Rusia mencoba untuk menormalkan citra Assad. Moskow kemudian akan berusaha untuk menyusun proses politik baru, kemungkinan bekerja dengan negara-negara Eropa, tetapi dengan tujuan akhir dari memaksa Amerika Serikat untuk menerima kenyataan bahwa Assad akan tetap berkuasa untuk saat ini. Jika Rusia bisa membuat Amerika Serikat untuk setuju, dan menerima Assad, hal ini merupakan prestasi untuk Moskow, dan membuat Turki dan Arab Saudi terisolasi.
AS v Cina
Rusia mungkin tidak merasa cukup percaya diri untuk bertindak sendiri untuk menghentikan rencana Barat bagi Suriah jika tidak memiliki dukungan veto dari Cina. Cina telah memainkan sedikit peran militer atau diplomatik dalam krisis Suriah sehingga Amerika merasa bahwa Cina sedang memainkan peran spoiler—menghentikan satu solusi tanpa memberikan alternatif. Hal ini juga menunjukkan bahwa China memainkan permainan jangka panjang- memberi jalan Rusia untuk menyabotase kredibilitas Amerika di seluruh dunia, dengan harapan bahwa suatu hari China akan mengambil peran sebagai pemimpin dunia, karena pengaruh kekuatan ekonominya.
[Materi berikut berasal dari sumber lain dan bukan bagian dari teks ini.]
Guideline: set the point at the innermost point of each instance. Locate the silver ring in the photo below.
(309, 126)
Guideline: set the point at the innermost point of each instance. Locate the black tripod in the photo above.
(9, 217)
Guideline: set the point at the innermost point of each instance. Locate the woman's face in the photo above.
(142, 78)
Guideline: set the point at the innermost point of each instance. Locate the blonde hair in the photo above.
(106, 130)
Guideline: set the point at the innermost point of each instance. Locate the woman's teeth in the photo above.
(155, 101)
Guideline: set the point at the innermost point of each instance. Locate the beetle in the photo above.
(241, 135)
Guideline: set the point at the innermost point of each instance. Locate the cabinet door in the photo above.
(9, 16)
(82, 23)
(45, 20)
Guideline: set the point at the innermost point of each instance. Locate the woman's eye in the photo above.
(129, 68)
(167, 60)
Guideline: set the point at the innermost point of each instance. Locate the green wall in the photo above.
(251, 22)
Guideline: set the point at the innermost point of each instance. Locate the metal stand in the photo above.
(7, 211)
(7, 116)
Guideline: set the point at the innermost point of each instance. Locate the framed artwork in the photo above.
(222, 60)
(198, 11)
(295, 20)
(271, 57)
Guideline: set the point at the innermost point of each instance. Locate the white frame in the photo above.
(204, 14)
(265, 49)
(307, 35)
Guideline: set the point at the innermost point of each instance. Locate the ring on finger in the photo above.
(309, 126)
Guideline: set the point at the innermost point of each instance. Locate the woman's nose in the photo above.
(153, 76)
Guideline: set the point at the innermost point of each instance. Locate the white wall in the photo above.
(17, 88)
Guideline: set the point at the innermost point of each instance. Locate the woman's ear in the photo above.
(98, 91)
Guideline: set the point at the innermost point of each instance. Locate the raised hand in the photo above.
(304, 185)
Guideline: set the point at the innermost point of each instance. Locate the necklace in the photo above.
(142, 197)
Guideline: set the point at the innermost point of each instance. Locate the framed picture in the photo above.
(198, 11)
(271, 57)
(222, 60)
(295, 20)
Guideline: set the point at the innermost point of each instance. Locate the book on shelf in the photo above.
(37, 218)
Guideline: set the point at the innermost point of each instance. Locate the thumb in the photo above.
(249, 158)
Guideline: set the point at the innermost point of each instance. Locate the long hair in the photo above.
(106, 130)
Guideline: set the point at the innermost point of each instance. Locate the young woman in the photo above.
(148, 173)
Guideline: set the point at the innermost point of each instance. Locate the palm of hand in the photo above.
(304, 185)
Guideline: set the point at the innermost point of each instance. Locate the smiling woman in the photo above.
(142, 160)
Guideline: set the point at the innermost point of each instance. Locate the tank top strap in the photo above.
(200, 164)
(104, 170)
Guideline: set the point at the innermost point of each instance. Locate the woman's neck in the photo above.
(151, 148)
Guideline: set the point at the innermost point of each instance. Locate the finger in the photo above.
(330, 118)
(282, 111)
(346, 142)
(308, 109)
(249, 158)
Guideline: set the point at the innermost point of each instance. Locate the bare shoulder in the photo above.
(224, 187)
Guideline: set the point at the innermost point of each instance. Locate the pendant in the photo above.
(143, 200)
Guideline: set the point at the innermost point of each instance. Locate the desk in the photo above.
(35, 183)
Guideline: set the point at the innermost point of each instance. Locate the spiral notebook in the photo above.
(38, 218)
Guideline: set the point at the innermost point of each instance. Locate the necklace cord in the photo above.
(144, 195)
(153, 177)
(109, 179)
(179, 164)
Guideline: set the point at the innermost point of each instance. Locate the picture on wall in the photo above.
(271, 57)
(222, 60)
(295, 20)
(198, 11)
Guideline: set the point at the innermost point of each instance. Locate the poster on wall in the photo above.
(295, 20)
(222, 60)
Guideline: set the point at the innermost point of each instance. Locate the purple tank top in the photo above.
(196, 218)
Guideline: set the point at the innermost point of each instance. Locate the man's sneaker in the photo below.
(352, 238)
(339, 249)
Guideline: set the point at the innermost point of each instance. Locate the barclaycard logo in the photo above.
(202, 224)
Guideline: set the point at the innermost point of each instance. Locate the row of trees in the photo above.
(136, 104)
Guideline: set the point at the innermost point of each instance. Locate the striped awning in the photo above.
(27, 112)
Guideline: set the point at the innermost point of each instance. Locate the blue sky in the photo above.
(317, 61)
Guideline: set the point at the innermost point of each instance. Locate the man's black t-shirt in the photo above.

Rusia v Inggris dan Prancis
Rusia memiliki konflik dengan Inggris saat ini, dimulai atas pembunuhan pembangkang Alexander Litvinenko di London pada tahun 2006 dan seterusnya. Inggris, bersama dengan Perancis, menjadi salah satu pionir dalam menjatuhkan sanksi atas keterlibatan Rusia dalam konflik di Ukraina, dan Perdana Menteri David Cameron juga mengecam Rusia atas dukungan mereka pada Assad. Setelah memberi dukungan serangan udara untuk pemberontak dalam perang yang menggulingkan Muammar Gaddafi di Libya, kedua negara Eropa Barat tersebut mendirikan kelompok “Friends of Syria” untuk menyalurkan dukungan diplomatik dan uang tunai kepada oposisi Suriah.
Rusia menganggap intervensi di Libya sebagai sebuah kegagalan, dan saat ini Rusia menyerukan pertemuan bagi negara-negara yang berkepentingan di Suriah. Namun, mereka tidak mengundang Inggris dan Prancis.
AS v Inggris dan Prancis
Meskipun ketiga Negara ini adalah sekutu sejak lama, ada rasa kecewa di kalangan tiga negara-negara Barat di DK PBB pada perilaku satu sama lain atas Suriah. Prancis adalah negara paling bersemangat dari semua negara untuk melakukan intervensi militer di Suriah, dan Presiden Barack Obama akhirnya dibujuk untuk memulai serangan udara pada tahun 2013 atas alasan penggunaan senjata kimia oleh rezim. Prancis kemudian merasa dilemahkan oleh penolakan Inggris untuk bergabung dalam aliansi militer di Suriah, disebabkan oleh kegagalan PM Inggris, David Cameron untuk memenangkan voting di House of Commons, Parlemen Inggris.
Telah dilaporkan bahwa Washington juga pernah tidak mengundang Inggris dan Prancis dalam beberapa KTT, sebagaimana yang dilakukan oleh Moskow. Namun, Inggris dan Prancis percaya bahwa meyakinkan rakyat mereka tentang perlunya tindakan lebih di Suriah akan lebih mudah diterima bila dilakukan dengan Amerika Serikat, sebagaimana yang telah mereka lakukan selama beberapa dekade terakhir.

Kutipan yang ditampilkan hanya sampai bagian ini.